PLANK OCTOBER 2, 2012
When Kiobel v. Royal Dutch Petroleum first came before the Supreme Court last February, the lawyers for the Dutch and British-owned petroleum company argued that corporations couldn't be sued for acts of torture and extrajudicial killings—Shell was accused of complicity in such crimes allegedly committed by the Nigerian government—because international human rights law applies only to individual persons, not corporations. This was a position that was, at the very least, rhetorically at odds with the Supreme Court’s much criticized holding in the Citizens United case: that corporations are persons for the purposes of exercising First Amendment rights. It seemed that it would be left to the Supreme Court justices to reconcile the incongruity of holding that corporations aren’t persons when they support torture abroad but are when they want to spend millions to influence U.S. elections.
But when the case came before the Court again on Monday, the apparent contradiction was no longer the central issue. Justice Anthony Kennedy—who wrote Citizens United and may have been especially sensitive on the question—had successfully changed the subject earlier in the year.
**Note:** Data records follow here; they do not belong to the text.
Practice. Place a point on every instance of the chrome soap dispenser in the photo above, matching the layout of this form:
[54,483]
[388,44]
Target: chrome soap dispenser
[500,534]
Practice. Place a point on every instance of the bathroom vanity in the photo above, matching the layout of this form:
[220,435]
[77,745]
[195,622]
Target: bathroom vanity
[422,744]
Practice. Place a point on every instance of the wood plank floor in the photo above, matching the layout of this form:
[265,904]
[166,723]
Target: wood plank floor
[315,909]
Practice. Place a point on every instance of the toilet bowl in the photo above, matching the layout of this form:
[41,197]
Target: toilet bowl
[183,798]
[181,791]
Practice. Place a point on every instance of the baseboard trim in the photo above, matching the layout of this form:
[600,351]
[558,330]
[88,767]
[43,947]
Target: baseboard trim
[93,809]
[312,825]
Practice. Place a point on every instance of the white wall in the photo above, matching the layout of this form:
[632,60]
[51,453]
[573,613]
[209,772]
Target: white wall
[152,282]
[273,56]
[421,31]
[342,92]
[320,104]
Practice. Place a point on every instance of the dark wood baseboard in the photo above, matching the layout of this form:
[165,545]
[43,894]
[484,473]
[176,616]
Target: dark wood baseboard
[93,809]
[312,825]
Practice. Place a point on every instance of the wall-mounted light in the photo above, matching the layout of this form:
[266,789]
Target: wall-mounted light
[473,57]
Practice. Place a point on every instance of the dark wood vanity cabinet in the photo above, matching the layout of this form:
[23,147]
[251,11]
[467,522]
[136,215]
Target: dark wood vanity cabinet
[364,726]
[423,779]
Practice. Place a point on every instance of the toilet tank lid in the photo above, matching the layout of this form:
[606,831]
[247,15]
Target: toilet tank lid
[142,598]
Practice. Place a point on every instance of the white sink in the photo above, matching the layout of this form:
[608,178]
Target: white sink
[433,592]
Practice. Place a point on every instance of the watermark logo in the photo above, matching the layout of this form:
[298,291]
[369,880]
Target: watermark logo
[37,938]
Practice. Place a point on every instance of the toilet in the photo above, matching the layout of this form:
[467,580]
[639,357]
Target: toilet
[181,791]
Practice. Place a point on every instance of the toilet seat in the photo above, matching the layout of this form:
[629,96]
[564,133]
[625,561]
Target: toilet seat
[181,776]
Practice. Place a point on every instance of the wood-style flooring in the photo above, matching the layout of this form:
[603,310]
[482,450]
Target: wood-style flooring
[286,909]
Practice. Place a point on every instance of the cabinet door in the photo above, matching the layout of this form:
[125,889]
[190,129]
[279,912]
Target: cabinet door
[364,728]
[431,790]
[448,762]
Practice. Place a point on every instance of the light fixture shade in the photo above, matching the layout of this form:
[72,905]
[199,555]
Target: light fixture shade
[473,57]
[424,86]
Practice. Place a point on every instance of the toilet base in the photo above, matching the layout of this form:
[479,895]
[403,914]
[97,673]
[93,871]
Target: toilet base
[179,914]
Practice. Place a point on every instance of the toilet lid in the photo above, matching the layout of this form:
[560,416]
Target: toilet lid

At the previous term's oral arguments in February, Kennedy said that, in his mind, the case turned an argument made in an amicus brief by Jack Goldsmith of Harvard Law School: that “no other nation in the world permits its court to exercise universal civil jurisdiction over alleged extraterritorial human rights abuses to which the nation has no connection.” The following week, the Supreme Court expanded the case to address the question Goldsmith had raised: Does the Alien Tort Statute, which allows people who aren’t U.S. citizens to bring suits in U.S. courts for violations of the law of nations, apply to conduct that took place outside the U.S.? That’s the question the justices took up on the first day of the new Supreme Court term. And the justices focused on the fact that the Obama administration, in a remarkable policy shift, changed positions in the case, moving from the anti- to the pro-corporate side.
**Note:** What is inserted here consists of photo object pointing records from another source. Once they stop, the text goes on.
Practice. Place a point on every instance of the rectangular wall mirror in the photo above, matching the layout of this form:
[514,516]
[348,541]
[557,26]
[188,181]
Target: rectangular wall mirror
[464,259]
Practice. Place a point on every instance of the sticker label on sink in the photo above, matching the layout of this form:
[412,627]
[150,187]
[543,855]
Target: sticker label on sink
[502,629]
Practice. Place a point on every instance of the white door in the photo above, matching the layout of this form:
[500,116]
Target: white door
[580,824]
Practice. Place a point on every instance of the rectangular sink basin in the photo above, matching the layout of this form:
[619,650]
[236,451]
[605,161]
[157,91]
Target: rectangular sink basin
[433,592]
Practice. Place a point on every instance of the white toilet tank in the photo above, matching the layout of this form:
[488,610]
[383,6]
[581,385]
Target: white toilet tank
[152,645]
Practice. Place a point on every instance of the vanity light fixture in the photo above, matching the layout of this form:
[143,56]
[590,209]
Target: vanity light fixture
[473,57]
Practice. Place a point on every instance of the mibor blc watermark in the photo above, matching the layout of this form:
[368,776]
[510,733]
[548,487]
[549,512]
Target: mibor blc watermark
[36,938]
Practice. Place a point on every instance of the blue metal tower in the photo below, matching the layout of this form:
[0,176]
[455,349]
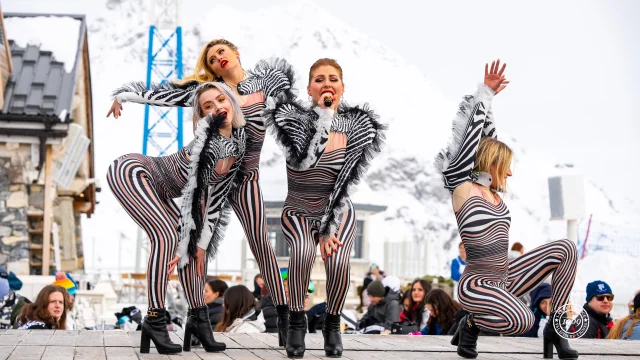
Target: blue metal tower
[163,125]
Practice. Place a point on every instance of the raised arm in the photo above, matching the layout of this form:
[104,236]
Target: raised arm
[302,132]
[472,122]
[168,94]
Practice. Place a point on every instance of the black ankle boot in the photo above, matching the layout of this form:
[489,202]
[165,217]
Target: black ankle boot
[551,339]
[199,326]
[467,338]
[283,324]
[331,334]
[295,334]
[154,328]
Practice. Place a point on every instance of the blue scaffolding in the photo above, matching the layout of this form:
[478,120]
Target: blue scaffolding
[163,125]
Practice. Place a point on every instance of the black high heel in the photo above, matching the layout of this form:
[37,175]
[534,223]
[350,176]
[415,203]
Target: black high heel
[331,333]
[154,328]
[295,335]
[283,324]
[199,326]
[551,339]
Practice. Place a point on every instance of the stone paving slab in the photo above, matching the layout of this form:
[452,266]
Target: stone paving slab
[107,345]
In its initial brief last year, signed by Verrilli and State Department Legal Advisor Harold Koh, the White House took the position that any corporation could be held liable for crimes committed abroad under the Alien Tort Statute, even though the U.S. government's longstanding view had been the opposite. But after the oral argument in February, Edwin Kneedler, the deputy solicitor general who has served as a highly respected apolitical appointee in the office for more than three decades, argued in internal debates with the State Department that the government’s traditional view—that the Alien Tort Statute should not apply extraterritorially—was correct. Koh, the state department advisor, continued to vigorously argue the opposite position: In his view, as a scholar, human rights activist, and government official, U.S. courts need to be open to foreign victims of human rights abuses who can’t get justice in their own countries. But Verrilli, the Solicitor General, essentially sided with Kneedler rather than Koh. The second brief the government submitted to the Supreme Court argues that the Court should not allow the suit to go forward in this case because it involved Nigerian plaintiffs suing Dutch and British corporations for allegedly aiding and abetting the Nigerian military. The claim that civil suits alleging torture abroad shouldn’t proceed because both the plaintiffs and corporations are foreign was a compromise position because it left open the possibility that some suits against corporations might proceed if the parties had closer ties to the U.S. Nevertheless, Koh’s dissatisfaction with having lost this internal battle can be inferred from the fact that his name doesn’t appear on this second brief.
In the Supreme Court oral argument on Monday, the justices made much of the fact that the Solicitor General’s new compromise position was inconsistent not only with the one Verrilli took last February but also with the position of some of his predecessors who had argued even more broadly that the Alien Tort Statute doesn’t apply to extraterritorial human rights violations in any circumstances. “Your successors may adopt a different view,” Chief Justice John Roberts told Verrilli. “Whatever deference you are entitled to is compromised by the fact that your predecessors took a different position.”
But the nuance of Verrilli’s position may be the point. His argument gives the justices an option for ruling narrowly against allowing the Nigerian torture victims’ suit to proceed in U.S. courts, without foreclosing the possibility that the result might be different if a U.S. corporation were involved. That’s an option that Chief Justice Roberts, who has pledged to try to persuade his colleagues to converge around narrow, unanimous opinions whenever possible, might be inclined to embrace. But Justice Kennedy, who almost never rules narrowly when he can rule expansively, seems more persuaded by Goldsmith’s sweeping argument that allowing any suits by aliens against corporations for human rights violations abroad, far from being a vindication of international law, is in fact a violation of international law.
If the Court does rule that these lawsuits are completely out of bounds, the battle will shift to Congress. In theory, Congress could, if it chooses, explicitly authorize human rights suits against foreign or domestic corporations, in the same way that that Congress, in the Torture Victims Protection Act of 1992, authorized suits against foreign individuals by torture victims who were prohibited from seeking remedies in the countries where they had been abused. In practice, however, thanks to Citizens United, corporations have even more influence in protecting their own interests in Congress than in the Supreme Court. That’s why, in the end, the Kiobel decision may have the effect of ensuring that corporations are treated like persons when they seek to influence elections but not when they aid and abet torture after all.